Mohammad Gulam Ahamad
College of Computer, Engineering and Sciences, Salman bin Abdulaziz University, Alkharj-11942, P. Box 151, Kingdom of Saudi Arabia

ABSTRACT

The present research work relates data mining to medical informatics. The proposed work shows various models for each type of diabetic intervention and analysis is carried out using classification based data mining technique. The Area Under Curve (AUC) of ROC (Receiving Operating Characteristics) plots are calculated, the confusion matrix is formed, through which accuracy and cost of interventions have been evaluated. The AUC of ROC for all six modes of diabetic interventions are obtained and have been distinguished which mode of intervention is more appropriate. The accuracy and AUC of the model depend on the cost of model which is always inversely proportional to the cost of the model. Present analysis predicts that smoking cessation is the best intervention followed by exercise, diet, weight and drug for the diabetic control. Therefore, the results are quite impressive in predicting the diabetic intervention control resulting in high AUC of ROC and high accuracy with lowest cost.

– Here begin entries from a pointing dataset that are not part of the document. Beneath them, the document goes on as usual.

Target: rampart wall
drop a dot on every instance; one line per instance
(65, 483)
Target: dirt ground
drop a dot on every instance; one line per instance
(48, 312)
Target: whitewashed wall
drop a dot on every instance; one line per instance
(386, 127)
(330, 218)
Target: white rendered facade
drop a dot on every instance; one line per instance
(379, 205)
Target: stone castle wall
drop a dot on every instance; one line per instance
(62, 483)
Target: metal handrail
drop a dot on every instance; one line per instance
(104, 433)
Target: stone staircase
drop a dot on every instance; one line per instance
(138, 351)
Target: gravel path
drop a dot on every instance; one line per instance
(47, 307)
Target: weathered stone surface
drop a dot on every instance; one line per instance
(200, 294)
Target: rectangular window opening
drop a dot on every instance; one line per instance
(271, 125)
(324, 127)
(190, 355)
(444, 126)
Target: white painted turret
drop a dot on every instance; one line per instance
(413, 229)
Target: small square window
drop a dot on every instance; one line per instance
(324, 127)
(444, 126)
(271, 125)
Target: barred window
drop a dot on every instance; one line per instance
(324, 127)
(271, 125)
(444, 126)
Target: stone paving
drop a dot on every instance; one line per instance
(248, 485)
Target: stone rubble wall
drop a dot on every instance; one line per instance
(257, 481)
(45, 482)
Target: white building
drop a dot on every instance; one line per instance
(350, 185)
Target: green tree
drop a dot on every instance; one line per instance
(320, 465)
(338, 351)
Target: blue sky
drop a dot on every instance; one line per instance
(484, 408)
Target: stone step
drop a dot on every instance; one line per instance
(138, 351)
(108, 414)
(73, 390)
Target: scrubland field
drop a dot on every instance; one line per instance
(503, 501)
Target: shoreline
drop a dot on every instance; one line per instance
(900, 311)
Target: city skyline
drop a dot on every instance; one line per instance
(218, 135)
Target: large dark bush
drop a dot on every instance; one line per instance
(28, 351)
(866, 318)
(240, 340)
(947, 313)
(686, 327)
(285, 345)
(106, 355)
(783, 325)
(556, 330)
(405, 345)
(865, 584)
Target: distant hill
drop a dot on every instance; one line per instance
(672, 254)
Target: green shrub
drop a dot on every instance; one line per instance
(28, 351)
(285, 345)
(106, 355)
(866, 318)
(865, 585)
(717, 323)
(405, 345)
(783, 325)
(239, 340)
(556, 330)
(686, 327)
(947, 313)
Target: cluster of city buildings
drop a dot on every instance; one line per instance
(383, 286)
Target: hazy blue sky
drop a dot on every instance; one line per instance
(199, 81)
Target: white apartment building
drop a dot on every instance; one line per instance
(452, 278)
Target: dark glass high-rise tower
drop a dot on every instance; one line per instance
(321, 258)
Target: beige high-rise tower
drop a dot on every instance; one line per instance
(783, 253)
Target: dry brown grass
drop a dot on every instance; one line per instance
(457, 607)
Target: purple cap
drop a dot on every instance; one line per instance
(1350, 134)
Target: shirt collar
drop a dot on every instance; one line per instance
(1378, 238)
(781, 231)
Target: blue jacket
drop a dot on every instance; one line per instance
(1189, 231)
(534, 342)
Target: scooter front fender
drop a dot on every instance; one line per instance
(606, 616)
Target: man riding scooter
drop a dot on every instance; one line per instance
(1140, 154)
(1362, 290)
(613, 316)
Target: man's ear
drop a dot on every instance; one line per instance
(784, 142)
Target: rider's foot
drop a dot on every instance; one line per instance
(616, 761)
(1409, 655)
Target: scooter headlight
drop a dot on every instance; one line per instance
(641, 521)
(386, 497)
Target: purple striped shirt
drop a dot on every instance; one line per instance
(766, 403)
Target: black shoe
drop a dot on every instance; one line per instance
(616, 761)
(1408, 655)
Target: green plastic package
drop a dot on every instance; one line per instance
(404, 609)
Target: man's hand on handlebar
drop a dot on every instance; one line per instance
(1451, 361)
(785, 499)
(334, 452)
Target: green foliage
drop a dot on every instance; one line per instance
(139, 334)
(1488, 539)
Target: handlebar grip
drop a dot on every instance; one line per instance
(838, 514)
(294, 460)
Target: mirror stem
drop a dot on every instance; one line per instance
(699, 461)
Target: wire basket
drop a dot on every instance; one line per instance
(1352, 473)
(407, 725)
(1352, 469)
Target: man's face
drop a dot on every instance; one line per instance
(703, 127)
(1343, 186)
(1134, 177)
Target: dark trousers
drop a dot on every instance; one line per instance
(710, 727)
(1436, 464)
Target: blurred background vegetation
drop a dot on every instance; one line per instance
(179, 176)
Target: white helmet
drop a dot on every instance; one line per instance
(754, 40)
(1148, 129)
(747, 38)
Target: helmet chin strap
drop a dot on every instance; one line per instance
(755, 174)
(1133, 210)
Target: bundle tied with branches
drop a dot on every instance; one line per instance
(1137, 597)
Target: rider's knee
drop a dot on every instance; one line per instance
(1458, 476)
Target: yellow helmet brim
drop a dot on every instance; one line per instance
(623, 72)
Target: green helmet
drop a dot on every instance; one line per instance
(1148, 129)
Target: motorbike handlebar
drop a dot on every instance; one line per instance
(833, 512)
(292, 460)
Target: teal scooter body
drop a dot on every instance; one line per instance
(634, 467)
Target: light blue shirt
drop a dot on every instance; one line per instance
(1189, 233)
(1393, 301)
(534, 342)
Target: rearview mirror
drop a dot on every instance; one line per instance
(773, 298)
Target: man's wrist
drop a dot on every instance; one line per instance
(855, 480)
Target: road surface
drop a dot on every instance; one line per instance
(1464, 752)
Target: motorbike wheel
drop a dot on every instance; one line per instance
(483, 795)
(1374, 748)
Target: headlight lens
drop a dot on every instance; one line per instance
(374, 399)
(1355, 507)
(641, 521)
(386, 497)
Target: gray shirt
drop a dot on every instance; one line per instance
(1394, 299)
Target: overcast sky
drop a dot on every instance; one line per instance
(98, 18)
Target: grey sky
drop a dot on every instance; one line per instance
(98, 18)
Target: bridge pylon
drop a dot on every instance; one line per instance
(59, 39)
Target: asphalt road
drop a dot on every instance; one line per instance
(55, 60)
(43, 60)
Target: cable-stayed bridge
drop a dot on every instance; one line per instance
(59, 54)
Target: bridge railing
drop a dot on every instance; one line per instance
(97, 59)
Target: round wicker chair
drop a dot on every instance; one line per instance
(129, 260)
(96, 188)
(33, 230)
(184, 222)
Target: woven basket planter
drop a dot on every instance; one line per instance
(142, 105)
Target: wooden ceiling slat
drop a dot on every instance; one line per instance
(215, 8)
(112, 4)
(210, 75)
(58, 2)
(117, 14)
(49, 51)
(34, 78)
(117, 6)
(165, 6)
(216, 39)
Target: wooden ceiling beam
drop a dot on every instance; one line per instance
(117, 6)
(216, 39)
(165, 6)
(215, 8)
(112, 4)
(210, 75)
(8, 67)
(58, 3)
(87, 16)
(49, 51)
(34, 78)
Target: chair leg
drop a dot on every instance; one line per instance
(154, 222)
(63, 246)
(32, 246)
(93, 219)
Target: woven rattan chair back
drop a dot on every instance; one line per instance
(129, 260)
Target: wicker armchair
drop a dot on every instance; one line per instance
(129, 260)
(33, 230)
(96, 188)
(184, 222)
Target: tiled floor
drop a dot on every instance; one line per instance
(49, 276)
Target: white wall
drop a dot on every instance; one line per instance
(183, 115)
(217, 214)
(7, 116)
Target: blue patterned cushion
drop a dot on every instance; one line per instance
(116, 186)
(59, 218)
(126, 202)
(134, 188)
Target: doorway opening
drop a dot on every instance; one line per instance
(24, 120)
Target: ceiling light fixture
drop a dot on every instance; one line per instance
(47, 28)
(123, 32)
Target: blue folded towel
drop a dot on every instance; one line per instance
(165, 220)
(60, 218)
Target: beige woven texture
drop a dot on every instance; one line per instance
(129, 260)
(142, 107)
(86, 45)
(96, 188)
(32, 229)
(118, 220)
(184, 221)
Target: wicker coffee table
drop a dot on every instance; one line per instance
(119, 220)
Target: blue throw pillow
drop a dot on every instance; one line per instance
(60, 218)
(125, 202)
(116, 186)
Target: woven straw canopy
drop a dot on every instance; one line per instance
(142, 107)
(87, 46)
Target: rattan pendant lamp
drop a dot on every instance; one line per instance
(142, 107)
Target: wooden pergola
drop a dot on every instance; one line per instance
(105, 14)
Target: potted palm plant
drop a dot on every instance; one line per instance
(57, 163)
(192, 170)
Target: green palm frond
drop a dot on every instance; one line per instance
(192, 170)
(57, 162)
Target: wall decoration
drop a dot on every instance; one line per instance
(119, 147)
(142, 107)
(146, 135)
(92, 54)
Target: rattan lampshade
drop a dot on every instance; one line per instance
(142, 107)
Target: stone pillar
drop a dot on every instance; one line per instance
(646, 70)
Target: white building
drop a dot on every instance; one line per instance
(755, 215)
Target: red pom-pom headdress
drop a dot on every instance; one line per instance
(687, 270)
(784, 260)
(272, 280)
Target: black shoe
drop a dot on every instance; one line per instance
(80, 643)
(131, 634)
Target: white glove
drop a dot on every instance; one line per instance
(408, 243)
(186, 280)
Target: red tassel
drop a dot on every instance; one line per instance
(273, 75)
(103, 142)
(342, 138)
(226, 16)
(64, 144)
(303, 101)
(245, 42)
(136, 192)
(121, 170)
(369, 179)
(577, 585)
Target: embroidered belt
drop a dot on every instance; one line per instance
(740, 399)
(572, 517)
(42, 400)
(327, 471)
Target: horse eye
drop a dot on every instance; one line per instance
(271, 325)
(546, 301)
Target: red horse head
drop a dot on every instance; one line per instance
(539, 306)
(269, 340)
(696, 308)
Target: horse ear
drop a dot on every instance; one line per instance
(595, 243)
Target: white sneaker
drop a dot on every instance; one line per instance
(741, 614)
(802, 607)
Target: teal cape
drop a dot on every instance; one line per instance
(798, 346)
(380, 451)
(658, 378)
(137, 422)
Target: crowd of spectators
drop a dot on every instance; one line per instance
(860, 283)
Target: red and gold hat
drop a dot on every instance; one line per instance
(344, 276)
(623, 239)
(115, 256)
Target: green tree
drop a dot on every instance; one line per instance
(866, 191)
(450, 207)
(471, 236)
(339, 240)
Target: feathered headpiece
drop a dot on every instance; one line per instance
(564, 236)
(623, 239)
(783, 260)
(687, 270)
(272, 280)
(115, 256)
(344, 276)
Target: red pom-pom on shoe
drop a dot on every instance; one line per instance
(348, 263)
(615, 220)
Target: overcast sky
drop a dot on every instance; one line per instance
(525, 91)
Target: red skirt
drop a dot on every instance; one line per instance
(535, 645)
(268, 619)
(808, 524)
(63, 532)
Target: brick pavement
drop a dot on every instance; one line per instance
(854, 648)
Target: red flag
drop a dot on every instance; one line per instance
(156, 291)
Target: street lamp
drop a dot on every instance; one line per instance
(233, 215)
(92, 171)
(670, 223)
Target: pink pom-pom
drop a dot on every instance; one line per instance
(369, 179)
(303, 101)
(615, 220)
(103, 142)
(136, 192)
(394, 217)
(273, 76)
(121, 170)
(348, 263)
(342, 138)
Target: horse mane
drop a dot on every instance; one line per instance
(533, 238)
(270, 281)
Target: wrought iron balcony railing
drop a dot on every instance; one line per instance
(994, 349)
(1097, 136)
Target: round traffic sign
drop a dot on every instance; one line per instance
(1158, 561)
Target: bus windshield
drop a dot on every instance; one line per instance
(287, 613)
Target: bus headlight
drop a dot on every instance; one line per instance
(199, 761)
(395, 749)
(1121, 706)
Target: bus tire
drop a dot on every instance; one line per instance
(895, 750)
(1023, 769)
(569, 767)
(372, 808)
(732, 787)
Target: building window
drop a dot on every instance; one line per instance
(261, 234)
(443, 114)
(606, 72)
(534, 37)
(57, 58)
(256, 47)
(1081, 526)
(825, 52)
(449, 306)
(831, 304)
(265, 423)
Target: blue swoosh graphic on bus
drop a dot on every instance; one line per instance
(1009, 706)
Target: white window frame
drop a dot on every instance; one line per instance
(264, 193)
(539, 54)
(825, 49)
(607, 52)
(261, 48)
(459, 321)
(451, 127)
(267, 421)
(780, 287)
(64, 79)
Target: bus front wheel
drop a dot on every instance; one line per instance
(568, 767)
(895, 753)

PDF Abstract XML References Citation

INTRODUCTION

The latest survey reveals that the diabetic patients have been dramatically increased in Saudi Arabia and reports show that it is in the epidemic form in the industrialized and developed countries. The diabetes is an endocrine disease and classified into two categories: type1 (insulin dependent) and ‘type 2' (non-insulin dependent) (Gan, 2003).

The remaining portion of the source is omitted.